‘For many AI applications, GPUs are compute overkill, consuming much more power and money than needed’: How Ampere Computing plans to ride the AI wave

The AmpereOne CPU
(Image credit: Ampere)

Ampere Computing is a startup that's making waves in the tech industry by challenging the dominance of tech giants like AMD, Nvidia, and Intel. With the rise of AI, the demand for computing power has skyrocketed, along with energy costs and demand on power grids. Ampere aims to address this with a low-power, high-performance solution.

Despite being the underdog, Ampere's offering has been adopted by nearly all major hyperscalers worldwide. It has broken through the scaling wall multiple times with its CPUs, and the company plans to continue scaling in ways that legacy architectures can't. We spoke to Ampere CPO Jeff Wittich about his company’s success and future plans.

I feel sometimes that challenger startups, like Ampere Computing, are stuck between a rock and a hard place. On one side, you’ve got multi billion dollar companies like AMD, Nvidia and Intel and on the other hand, hyperscalers like Microsoft, Google and Amazon that have their own offerings. How does it feel to be the little mammal in the land of dinosaurs?

It’s really an exciting time for Ampere. We may only be six years old, but as we predicted when we started the company, the need for a new compute solution for the cloud has never been stronger. The industry doesn’t need more dinosaurs – it needs something new. 

The needs of the cloud have changed. The amount of computing power needed for today’s connected world is far greater than anyone could have ever imagined and will only grow more with the rise of AI. Simultaneously, energy costs have skyrocketed, demand on the world’s power grids is outpacing the supply, and new data center builds are being halted for a number of reasons. The convergence of these factors has created the perfect opportunity for Ampere to provide a much-needed low-power, high-performance solution that hasn’t been delivered by big, legacy players. 

Because of our ability to provide this, we have grown rapidly and have been adopted by nearly all of the big hyperscalers around the world. We are also seeing increased adoption in the enterprise, as companies look to get the most out of their existing data center footprint. The increased demand we continue to see for Ampere products makes us confident that the industry sees our value. 

Ampere has been the leader in high core count in the server CPU market for a few years. However others - AMD and Intel - have been catching up; given the immutable laws of physics, when do you foresee hitting a wall when it comes to physical cores and how do you plan to smash through it?

As you mentioned, Ampere has been the leader in high core count, dense, and efficient compute for the past few years. Early on, we identified where the key challenges would emerge for cloud growth, and we’re addressing those exact challenges today with our Ampere CPUs.  Our Ampere CPUs are perfect for cloud use cases of all kinds and across a wide range of workloads.
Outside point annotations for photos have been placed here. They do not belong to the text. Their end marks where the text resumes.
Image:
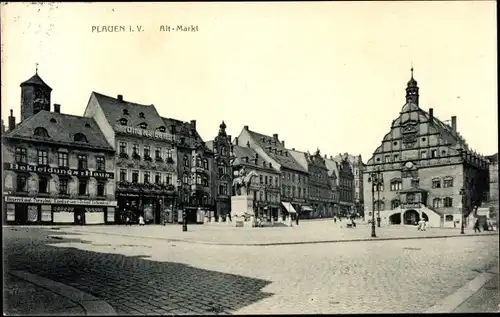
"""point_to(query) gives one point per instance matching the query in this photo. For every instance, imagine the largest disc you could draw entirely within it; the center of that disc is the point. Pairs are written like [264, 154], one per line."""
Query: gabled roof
[240, 152]
[61, 128]
[36, 81]
[113, 111]
[264, 141]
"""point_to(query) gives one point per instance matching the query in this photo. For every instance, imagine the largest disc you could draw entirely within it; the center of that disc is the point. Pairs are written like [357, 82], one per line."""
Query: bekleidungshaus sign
[57, 171]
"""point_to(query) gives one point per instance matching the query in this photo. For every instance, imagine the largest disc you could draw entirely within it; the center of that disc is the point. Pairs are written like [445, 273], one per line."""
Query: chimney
[12, 121]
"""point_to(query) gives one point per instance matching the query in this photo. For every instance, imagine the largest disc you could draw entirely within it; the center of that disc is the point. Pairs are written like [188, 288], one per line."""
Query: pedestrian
[476, 226]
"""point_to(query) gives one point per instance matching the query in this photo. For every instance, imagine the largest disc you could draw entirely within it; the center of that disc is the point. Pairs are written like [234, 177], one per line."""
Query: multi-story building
[426, 170]
[146, 156]
[197, 174]
[58, 168]
[294, 177]
[320, 196]
[221, 147]
[357, 167]
[265, 189]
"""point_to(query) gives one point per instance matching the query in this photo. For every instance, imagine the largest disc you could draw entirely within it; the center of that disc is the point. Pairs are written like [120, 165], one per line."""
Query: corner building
[426, 166]
[146, 157]
[58, 168]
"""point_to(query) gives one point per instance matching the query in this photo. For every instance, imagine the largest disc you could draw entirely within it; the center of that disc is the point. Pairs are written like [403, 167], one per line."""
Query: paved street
[152, 276]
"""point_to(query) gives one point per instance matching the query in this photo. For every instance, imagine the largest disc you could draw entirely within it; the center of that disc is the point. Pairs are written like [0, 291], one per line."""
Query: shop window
[63, 186]
[43, 157]
[101, 189]
[21, 156]
[82, 187]
[21, 183]
[62, 159]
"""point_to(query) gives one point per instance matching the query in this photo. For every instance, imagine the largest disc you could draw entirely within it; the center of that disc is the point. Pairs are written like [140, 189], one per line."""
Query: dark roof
[285, 161]
[35, 80]
[113, 110]
[240, 152]
[61, 128]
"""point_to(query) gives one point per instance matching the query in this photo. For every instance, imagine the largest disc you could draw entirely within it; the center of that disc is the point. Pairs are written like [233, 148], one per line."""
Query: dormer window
[41, 132]
[80, 137]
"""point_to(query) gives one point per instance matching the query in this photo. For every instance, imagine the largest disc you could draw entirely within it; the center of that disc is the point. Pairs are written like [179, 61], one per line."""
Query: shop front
[50, 211]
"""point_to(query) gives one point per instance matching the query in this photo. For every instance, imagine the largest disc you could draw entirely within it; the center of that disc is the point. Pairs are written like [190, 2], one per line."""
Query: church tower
[412, 90]
[35, 96]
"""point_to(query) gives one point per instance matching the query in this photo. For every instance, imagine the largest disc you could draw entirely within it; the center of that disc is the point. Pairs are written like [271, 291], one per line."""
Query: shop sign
[57, 171]
[57, 201]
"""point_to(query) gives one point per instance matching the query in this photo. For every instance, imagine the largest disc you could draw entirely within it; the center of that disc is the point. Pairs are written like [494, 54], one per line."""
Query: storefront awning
[288, 207]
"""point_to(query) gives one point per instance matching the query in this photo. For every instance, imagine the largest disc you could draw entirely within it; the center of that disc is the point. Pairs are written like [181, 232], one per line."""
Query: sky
[327, 75]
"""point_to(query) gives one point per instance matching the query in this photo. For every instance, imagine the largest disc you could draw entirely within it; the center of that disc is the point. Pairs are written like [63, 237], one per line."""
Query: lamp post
[462, 193]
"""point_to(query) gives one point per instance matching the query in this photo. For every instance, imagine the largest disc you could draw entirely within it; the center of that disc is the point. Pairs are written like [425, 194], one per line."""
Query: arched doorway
[395, 219]
[411, 217]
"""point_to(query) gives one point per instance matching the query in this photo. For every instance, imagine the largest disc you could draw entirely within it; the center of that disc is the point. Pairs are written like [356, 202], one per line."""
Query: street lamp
[463, 193]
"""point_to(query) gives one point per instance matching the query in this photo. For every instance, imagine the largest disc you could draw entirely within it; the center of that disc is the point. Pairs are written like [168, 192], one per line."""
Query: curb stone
[284, 243]
[454, 300]
[91, 304]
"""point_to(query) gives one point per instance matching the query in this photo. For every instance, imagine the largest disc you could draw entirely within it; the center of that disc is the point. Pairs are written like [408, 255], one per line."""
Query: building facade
[223, 178]
[294, 178]
[424, 169]
[58, 168]
[320, 198]
[146, 157]
[265, 189]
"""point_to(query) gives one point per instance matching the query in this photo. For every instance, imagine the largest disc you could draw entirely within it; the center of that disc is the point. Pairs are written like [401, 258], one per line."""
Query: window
[62, 159]
[80, 137]
[43, 185]
[123, 175]
[100, 163]
[82, 187]
[63, 186]
[436, 183]
[21, 156]
[21, 183]
[135, 176]
[43, 157]
[396, 185]
[437, 203]
[147, 151]
[123, 147]
[82, 162]
[41, 132]
[448, 202]
[100, 189]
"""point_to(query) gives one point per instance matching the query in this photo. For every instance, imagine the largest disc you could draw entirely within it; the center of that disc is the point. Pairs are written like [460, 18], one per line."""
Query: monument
[242, 208]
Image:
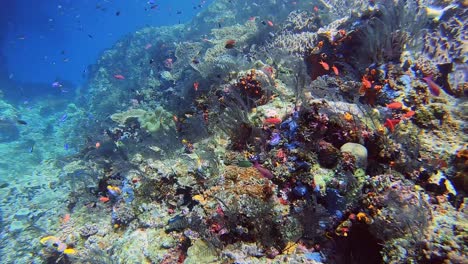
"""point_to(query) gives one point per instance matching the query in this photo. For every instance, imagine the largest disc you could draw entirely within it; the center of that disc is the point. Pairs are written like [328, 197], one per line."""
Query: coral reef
[324, 136]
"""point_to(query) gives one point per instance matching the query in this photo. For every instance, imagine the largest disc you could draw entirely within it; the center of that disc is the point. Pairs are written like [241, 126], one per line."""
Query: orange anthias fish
[335, 70]
[391, 123]
[272, 120]
[325, 65]
[104, 199]
[395, 105]
[366, 85]
[433, 87]
[66, 218]
[409, 114]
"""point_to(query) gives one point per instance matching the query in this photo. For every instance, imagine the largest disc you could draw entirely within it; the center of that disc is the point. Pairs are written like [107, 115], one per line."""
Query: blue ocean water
[46, 41]
[233, 131]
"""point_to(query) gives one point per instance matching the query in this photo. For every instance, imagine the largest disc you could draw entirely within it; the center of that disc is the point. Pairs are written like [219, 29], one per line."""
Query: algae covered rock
[152, 121]
[358, 151]
[200, 252]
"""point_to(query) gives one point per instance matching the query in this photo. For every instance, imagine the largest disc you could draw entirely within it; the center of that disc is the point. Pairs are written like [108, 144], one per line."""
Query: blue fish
[63, 118]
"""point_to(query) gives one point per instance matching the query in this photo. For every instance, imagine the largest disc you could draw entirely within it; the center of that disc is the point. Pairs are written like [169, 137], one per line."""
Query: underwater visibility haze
[233, 131]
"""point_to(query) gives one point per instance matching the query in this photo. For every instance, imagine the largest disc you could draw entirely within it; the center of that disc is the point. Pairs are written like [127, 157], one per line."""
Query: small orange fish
[409, 114]
[335, 70]
[434, 88]
[325, 65]
[391, 123]
[366, 84]
[104, 199]
[230, 44]
[395, 105]
[66, 218]
[272, 120]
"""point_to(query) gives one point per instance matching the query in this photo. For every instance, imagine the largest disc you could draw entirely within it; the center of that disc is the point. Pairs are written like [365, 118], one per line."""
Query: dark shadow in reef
[359, 247]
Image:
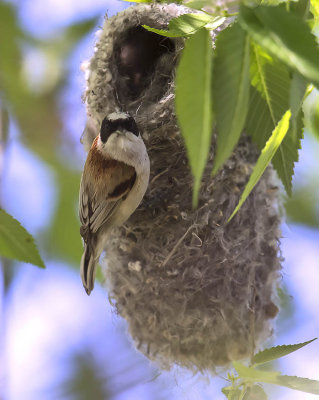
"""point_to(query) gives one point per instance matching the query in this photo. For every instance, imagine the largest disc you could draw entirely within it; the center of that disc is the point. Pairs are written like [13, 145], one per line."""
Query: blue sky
[47, 315]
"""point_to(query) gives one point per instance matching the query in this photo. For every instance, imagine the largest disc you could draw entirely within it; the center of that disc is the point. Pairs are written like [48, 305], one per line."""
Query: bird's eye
[132, 127]
[107, 128]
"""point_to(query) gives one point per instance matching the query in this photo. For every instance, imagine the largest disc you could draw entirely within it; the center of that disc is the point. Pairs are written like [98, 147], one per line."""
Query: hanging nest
[195, 291]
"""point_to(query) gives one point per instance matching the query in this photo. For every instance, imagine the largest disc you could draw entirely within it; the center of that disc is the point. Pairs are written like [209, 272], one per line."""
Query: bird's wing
[101, 195]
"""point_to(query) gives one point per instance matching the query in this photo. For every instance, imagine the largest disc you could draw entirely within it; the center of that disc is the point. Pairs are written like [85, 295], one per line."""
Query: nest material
[194, 290]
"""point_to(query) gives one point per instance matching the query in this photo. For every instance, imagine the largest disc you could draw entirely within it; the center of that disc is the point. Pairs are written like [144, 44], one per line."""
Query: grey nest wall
[195, 291]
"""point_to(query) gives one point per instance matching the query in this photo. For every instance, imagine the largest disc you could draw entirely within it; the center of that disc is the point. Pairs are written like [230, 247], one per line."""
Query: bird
[113, 183]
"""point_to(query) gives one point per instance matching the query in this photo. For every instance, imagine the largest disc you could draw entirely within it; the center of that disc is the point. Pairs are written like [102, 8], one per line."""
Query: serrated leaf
[276, 93]
[16, 243]
[286, 36]
[187, 24]
[194, 102]
[273, 377]
[277, 352]
[230, 89]
[265, 157]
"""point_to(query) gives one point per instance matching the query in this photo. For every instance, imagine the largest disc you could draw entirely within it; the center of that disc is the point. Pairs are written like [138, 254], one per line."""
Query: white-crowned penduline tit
[113, 183]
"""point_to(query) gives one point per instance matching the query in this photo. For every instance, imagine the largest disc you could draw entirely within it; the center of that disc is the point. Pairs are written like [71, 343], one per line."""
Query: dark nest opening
[136, 54]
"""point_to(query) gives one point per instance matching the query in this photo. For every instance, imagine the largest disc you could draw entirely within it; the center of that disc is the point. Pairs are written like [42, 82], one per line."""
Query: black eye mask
[110, 126]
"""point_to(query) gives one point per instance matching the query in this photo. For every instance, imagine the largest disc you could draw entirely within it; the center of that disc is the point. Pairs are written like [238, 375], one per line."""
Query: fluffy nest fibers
[195, 291]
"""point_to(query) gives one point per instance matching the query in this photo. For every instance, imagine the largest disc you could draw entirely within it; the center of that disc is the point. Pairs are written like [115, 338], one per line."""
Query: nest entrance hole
[136, 55]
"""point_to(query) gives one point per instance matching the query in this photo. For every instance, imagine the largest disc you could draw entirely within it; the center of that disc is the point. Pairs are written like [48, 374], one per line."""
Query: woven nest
[195, 291]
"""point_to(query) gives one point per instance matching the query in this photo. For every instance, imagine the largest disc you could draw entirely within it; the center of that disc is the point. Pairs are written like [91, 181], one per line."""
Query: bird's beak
[88, 267]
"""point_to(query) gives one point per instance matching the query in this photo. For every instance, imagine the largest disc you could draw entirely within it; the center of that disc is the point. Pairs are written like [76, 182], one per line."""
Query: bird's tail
[88, 266]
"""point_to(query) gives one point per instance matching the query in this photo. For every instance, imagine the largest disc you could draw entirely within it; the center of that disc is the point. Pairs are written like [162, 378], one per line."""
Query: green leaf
[286, 36]
[16, 243]
[231, 392]
[64, 239]
[276, 92]
[187, 24]
[255, 392]
[277, 352]
[296, 383]
[265, 157]
[230, 89]
[194, 102]
[273, 377]
[197, 4]
[254, 375]
[139, 1]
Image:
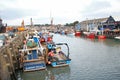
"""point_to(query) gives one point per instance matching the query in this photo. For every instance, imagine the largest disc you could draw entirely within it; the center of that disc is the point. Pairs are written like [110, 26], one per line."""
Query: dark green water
[91, 60]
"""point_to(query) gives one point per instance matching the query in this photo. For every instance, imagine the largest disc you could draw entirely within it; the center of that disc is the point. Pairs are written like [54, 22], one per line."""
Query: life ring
[50, 46]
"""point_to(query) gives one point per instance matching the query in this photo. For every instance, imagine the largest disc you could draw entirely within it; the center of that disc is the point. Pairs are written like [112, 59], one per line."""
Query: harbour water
[91, 60]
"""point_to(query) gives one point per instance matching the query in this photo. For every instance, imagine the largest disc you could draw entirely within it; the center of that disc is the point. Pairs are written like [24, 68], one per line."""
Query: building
[101, 23]
[2, 27]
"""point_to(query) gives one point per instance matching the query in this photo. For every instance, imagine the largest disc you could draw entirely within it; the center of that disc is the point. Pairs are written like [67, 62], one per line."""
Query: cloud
[63, 11]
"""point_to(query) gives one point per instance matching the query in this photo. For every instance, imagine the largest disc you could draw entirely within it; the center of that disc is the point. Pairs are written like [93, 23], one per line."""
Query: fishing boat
[118, 37]
[101, 36]
[56, 56]
[77, 29]
[32, 55]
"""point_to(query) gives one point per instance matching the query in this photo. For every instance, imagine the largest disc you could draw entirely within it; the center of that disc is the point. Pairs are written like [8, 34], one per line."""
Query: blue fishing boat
[56, 56]
[32, 55]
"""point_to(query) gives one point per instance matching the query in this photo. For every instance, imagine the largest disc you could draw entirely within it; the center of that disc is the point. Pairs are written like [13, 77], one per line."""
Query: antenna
[51, 19]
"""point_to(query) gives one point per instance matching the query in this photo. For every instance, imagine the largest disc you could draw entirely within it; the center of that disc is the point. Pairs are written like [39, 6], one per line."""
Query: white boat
[32, 55]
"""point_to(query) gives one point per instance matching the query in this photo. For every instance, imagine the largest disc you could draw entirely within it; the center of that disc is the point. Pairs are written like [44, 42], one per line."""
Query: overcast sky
[63, 11]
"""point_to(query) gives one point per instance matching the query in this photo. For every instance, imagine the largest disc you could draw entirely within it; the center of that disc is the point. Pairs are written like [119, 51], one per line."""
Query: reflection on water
[60, 73]
[91, 60]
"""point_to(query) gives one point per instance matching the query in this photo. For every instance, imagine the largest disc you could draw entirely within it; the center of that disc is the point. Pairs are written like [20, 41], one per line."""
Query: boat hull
[61, 63]
[101, 37]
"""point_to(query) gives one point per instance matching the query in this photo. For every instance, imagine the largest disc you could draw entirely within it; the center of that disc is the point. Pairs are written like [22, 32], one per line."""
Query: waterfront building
[2, 27]
[107, 23]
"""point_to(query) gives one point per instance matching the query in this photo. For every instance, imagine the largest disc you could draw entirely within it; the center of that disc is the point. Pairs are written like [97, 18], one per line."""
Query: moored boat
[118, 37]
[32, 55]
[56, 57]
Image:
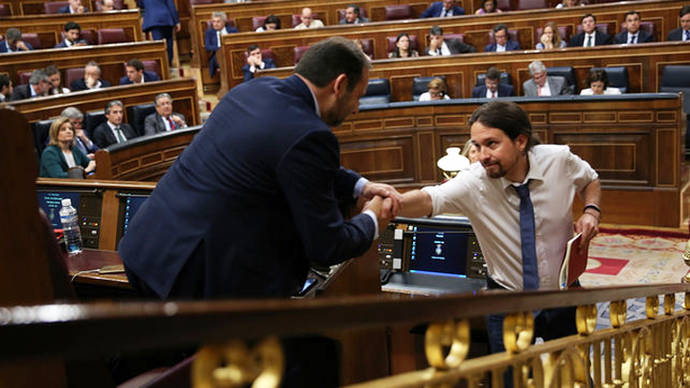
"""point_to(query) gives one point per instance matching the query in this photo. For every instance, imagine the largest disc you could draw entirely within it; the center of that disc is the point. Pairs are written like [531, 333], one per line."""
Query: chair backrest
[419, 85]
[299, 52]
[32, 39]
[378, 92]
[566, 72]
[505, 78]
[137, 114]
[54, 6]
[617, 75]
[532, 4]
[391, 42]
[111, 35]
[397, 12]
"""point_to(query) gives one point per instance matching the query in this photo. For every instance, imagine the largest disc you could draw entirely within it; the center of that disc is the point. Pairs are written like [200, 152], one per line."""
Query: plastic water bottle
[70, 227]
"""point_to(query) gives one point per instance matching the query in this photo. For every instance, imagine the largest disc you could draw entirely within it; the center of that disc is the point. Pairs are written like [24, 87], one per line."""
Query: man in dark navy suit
[212, 38]
[632, 33]
[502, 41]
[443, 8]
[493, 87]
[136, 73]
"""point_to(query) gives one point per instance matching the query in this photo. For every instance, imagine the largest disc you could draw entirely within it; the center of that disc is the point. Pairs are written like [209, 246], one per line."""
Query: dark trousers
[549, 324]
[163, 32]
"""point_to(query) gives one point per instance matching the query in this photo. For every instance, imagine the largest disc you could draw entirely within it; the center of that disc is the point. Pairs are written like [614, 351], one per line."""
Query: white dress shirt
[493, 208]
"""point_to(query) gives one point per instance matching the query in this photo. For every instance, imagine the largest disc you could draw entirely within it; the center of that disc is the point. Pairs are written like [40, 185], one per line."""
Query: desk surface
[86, 264]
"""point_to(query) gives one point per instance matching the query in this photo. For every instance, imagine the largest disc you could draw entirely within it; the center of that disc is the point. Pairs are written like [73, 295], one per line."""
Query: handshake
[384, 201]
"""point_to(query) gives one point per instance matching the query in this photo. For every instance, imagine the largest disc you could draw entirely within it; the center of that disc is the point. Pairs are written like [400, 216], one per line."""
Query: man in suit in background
[136, 73]
[683, 32]
[72, 33]
[13, 42]
[590, 36]
[92, 79]
[542, 85]
[212, 37]
[493, 87]
[443, 8]
[38, 86]
[502, 41]
[113, 131]
[164, 119]
[633, 34]
[352, 15]
[73, 7]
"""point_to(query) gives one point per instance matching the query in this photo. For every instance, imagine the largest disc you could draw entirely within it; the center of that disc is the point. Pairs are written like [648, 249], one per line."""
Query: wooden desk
[475, 29]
We’ve now broken through the scaling wall several times now, being the first to 128 cores and now 192 cores. Innovation like this requires a new approach that breaks legacy constraints. Ampere’s new approach to CPU design, from the micro-architecture to the feature set, will allow us to continue scaling in ways that legacy architectures cannot. 

Another credible threat that’s looming on the horizon is the rise of RISC-V with China putting its weight behind the micro architecture. What are your own personal views on that front? Could Ampere join team RISC one day?

Ampere’s core strategy is to develop sustainable processors to fuel compute both today and into the future. We will build our CPUs using the best available technologies to deliver leadership performance, efficiency, and scalability, as long as those technologies can be easily used by our customers to run the desired operating systems, infrastructure software, and user applications. 

What can you tell us about the followup to Ampere One? Will it follow the same trajectory as Altra > One? More cores? Same frequency, more L2 cache per core? Will it be called Ampere 2 and still be single threaded?

Over the next few years, we’ll continue to focus on releasing CPUs that are more efficient and that deliver higher core counts, as well as more memory bandwidth and IO capabilities. This will give us more and more throughput for increasingly important workloads like AI inferencing, while uniquely meeting the sustainability goals of cloud providers and users. 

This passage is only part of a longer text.